Bundesfinanzhof hält Zinsschranke für verfassungswidrig

Betrieblich veranlasste Zinsaufwendungen sind grundsätzlich als Betriebsausgaben abziehbar. Hiervon abweichend wird unter bestimmten Bedingungen gesetzlich eine Abzugsbeschränkung für Zinsaufwendungen, die den Zinsertrag übersteigen, angeordnet (sog. Zinsschranke). Voraussetzung für die Anwendung der Zinsschranke ist insbesondere, dass der Saldo der Zinsaufwendungen und der Zinserträge mindestens 3 Mio. € ausmacht. Zinsaufwendungen, die auf Grund der Zinsschranke nicht abgezogen werden dürfen, sind in die folgenden Wirtschaftsjahre vorzutragen (Zinsvortrag). Sie erhöhen in den folgenden Wirtschaftsjahren die Zinsaufwendungen und sind unter erneuter Beachtung der Zinsschrankenregelung in den folgenden Wirtschaftsjahren abzugsfähig. Insbesondere bei Immobilienunternehmen und auch bei anderen Unternehmen mit hoher Fremdfinanzierung kann die Anwendung der Zinsschranke zu hohen steuerlichen Mehrbelastungen führen.

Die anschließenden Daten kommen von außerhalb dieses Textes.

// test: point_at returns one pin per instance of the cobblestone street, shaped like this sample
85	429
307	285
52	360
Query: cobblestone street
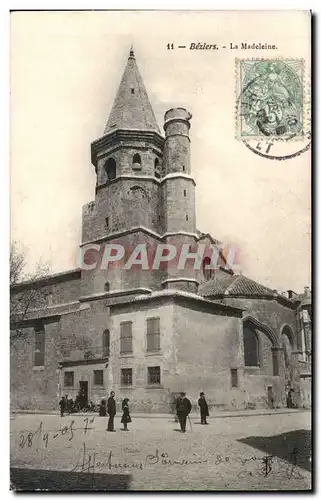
238	453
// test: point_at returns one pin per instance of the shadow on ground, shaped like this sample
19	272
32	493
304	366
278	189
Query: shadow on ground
290	446
53	480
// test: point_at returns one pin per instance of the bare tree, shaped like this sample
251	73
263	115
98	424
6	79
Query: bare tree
26	290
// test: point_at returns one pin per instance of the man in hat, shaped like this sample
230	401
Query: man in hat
203	408
183	409
111	409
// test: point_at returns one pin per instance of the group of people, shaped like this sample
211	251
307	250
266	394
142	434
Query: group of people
68	405
111	410
183	409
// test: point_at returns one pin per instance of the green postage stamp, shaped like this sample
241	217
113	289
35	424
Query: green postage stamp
270	99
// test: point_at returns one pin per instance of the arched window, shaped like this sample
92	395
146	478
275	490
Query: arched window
156	168
106	342
110	167
137	162
207	273
251	345
287	344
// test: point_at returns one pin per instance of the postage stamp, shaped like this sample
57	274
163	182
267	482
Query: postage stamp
270	99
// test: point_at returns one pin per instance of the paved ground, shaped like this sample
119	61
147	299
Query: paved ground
270	452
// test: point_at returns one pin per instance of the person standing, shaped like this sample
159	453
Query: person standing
102	408
111	409
125	419
203	408
62	404
183	409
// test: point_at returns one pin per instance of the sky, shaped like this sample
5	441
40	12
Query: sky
65	71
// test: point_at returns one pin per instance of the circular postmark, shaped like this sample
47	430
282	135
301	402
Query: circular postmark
272	112
277	150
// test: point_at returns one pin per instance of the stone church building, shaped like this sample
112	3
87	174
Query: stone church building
147	334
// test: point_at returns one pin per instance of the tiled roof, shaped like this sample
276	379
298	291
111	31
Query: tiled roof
234	286
131	108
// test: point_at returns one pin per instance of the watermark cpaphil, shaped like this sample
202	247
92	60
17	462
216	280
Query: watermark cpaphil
158	256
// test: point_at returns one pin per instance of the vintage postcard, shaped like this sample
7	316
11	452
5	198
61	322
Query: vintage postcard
161	302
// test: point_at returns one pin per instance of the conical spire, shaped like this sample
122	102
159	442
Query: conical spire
131	108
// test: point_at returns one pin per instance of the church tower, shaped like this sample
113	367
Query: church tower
144	191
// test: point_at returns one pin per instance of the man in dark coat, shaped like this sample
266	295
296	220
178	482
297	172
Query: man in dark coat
203	408
183	409
111	410
62	404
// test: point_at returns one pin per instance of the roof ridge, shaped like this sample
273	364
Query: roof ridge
131	107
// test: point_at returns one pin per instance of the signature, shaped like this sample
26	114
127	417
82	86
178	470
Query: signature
28	439
89	461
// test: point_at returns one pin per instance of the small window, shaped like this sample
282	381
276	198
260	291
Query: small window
126	337
208	272
98	377
106	343
110	167
137	159
234	378
153	373
156	168
153	334
69	379
275	363
251	345
39	354
126	376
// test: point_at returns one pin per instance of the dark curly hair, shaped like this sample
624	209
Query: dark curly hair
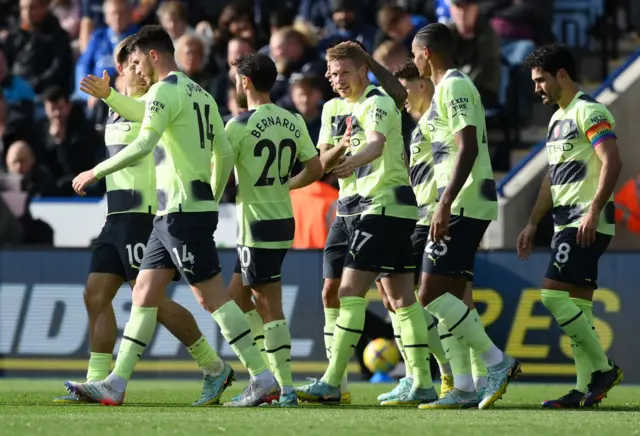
551	59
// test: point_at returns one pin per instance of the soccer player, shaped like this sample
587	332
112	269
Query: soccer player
378	184
266	142
116	257
584	166
181	121
333	141
466	204
419	94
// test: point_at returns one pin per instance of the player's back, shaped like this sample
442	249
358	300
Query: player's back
183	159
132	189
266	142
574	166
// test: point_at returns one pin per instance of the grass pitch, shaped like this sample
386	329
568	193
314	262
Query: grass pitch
162	407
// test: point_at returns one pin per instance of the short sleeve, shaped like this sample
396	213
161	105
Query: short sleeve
457	101
381	115
597	124
158	111
307	150
326	130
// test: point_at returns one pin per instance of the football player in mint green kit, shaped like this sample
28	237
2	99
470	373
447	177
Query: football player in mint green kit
584	166
118	251
374	163
334	135
466	204
182	121
266	141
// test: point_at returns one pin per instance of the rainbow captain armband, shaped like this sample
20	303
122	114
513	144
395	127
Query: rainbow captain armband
600	132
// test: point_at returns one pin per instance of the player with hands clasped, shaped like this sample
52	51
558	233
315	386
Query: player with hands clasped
183	128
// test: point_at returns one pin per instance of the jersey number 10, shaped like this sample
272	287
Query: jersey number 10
272	154
201	123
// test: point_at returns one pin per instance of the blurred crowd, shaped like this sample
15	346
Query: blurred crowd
50	131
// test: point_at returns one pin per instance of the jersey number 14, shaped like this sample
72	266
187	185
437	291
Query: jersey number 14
201	123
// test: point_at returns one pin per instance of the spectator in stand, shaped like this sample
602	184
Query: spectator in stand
37	180
398	25
14	125
347	25
292	54
518	20
227	78
68	14
190	55
235	21
92	18
173	17
307	98
314	208
71	144
390	54
17	92
99	54
39	50
477	49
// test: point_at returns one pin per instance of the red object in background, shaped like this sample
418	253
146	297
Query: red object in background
627	201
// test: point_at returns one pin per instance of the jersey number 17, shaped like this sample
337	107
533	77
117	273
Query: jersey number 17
201	123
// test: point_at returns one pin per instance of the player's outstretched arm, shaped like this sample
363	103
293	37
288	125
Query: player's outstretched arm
139	148
126	107
388	81
222	162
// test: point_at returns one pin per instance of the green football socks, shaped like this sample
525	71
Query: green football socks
583	364
347	333
99	366
435	344
257	331
459	360
137	334
415	339
330	318
277	341
206	357
463	323
235	329
397	334
576	325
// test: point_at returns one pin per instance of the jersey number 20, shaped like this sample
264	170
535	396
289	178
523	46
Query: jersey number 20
201	124
274	153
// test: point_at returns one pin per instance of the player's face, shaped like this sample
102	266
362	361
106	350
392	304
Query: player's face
347	78
144	63
547	86
135	84
241	91
415	94
421	59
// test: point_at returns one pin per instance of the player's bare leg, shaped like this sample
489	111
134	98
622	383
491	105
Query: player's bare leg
331	304
596	374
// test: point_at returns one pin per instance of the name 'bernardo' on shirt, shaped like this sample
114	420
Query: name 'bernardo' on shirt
265	123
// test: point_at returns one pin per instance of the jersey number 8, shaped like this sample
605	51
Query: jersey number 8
274	153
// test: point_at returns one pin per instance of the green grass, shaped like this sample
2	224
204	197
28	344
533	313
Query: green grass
163	407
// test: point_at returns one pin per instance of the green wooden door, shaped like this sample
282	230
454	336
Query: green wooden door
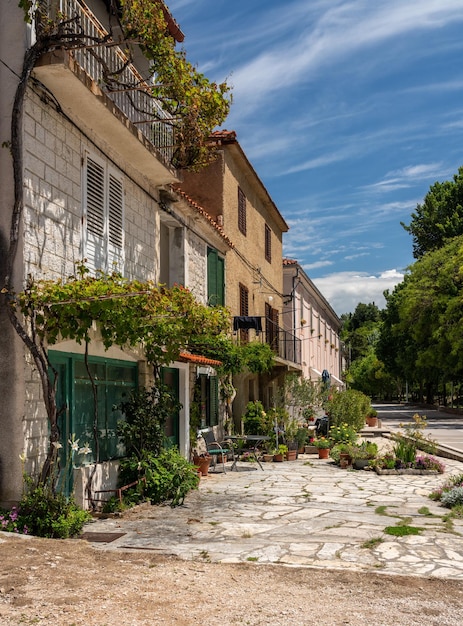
113	382
170	378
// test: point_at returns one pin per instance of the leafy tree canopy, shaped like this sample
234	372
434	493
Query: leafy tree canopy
439	218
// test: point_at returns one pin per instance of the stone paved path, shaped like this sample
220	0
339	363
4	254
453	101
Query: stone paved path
303	513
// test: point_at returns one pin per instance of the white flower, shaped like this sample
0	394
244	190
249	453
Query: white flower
74	443
85	449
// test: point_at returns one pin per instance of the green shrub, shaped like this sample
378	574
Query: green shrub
166	477
349	406
47	514
405	450
343	433
146	413
453	497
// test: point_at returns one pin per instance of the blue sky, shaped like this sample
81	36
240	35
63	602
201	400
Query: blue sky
349	111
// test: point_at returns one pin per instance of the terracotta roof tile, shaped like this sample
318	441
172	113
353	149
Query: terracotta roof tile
199	209
196	358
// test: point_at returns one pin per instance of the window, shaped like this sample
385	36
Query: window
215	278
271	327
268	243
241	211
244	300
244	310
208	388
114	381
103	216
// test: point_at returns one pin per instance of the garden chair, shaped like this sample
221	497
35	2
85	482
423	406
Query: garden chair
216	448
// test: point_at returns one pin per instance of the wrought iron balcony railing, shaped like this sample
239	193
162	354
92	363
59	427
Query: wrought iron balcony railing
283	343
127	89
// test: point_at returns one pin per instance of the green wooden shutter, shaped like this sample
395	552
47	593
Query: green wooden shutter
215	278
213	401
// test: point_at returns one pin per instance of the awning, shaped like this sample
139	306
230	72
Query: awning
187	357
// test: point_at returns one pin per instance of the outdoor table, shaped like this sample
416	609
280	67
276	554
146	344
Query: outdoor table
255	440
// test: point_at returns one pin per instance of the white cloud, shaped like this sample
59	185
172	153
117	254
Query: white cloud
344	290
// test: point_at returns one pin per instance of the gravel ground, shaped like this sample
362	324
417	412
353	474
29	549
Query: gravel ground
70	583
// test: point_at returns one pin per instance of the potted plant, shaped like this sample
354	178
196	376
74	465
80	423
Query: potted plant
301	438
323	446
372	418
202	462
363	453
280	453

Der Bundesfinanzhof hält die Regelung zur Zinsschranke für verfassungswidrig und hat nun mit Beschluss vom 14.10.2015 (Aktenzeichen I R 20/15) die Rechtssache dem Bundesverfassungsgericht vorgelegt. Den Verstoß gegen den Gleichheitssatz des Grundgesetzes begründet der Bundesfinanzhof damit, dass die Zinsschranke das Gebot der folgerichtigen Ausgestaltung des Ertragsteuerrechts nach Maßgabe der finanziellen Leistungsfähigkeit des Stpfl. verletze. Die Zinsschranke missachte das objektive Nettoprinzip, da nicht mehr das Nettoeinkommen der Besteuerung zu Grunde gelegt werde. Das Abzugsverbot rechtfertige sich mangels folgerichtiger Umsetzung auch weder durch den vom historischen Gesetzgeber angeführten Zweck der Eigenkapitalstärkung noch durch das Ziel der Sicherung des deutschen Steuersubstrats. Gleiches gelte für das Anliegen, unkalkulierbare Steuerausfälle zu vermeiden.

Im Streitfall wurde die Zinsschranke bei der zu einem inländischen Konzern gehörenden Kapitalgesellschaft, die in der Immobilienbranche tätig ist, angewandt und der Betriebsausgabenabzug nach Maßgabe der Zinsschranke begrenzt. Darüber hinaus entfiel der zum Ende des ersten Streitjahrs festgestellte Zinsvortrag im Folgejahr infolge einer betriebsbezogenen Umstrukturierung. Die Steuerbelastung in diesem „reinen Inlandsfall“ (keine Finanzierung aus dem Ausland) wertet der Bundesfinanzhof aus den vorgenannten Gründen als gleichheitswidrigen Eingriff in den Kernbereich des ertragsteuerrechtlichen Nettoprinzips, der auch nicht durch den Aspekt der Missbrauchsverhinderung gerechtfertigt werden könne.

Handlungsempfehlung:

Einschlägige Steuerbescheide sollten dringend verfahrensrechtlich offen gehalten werden.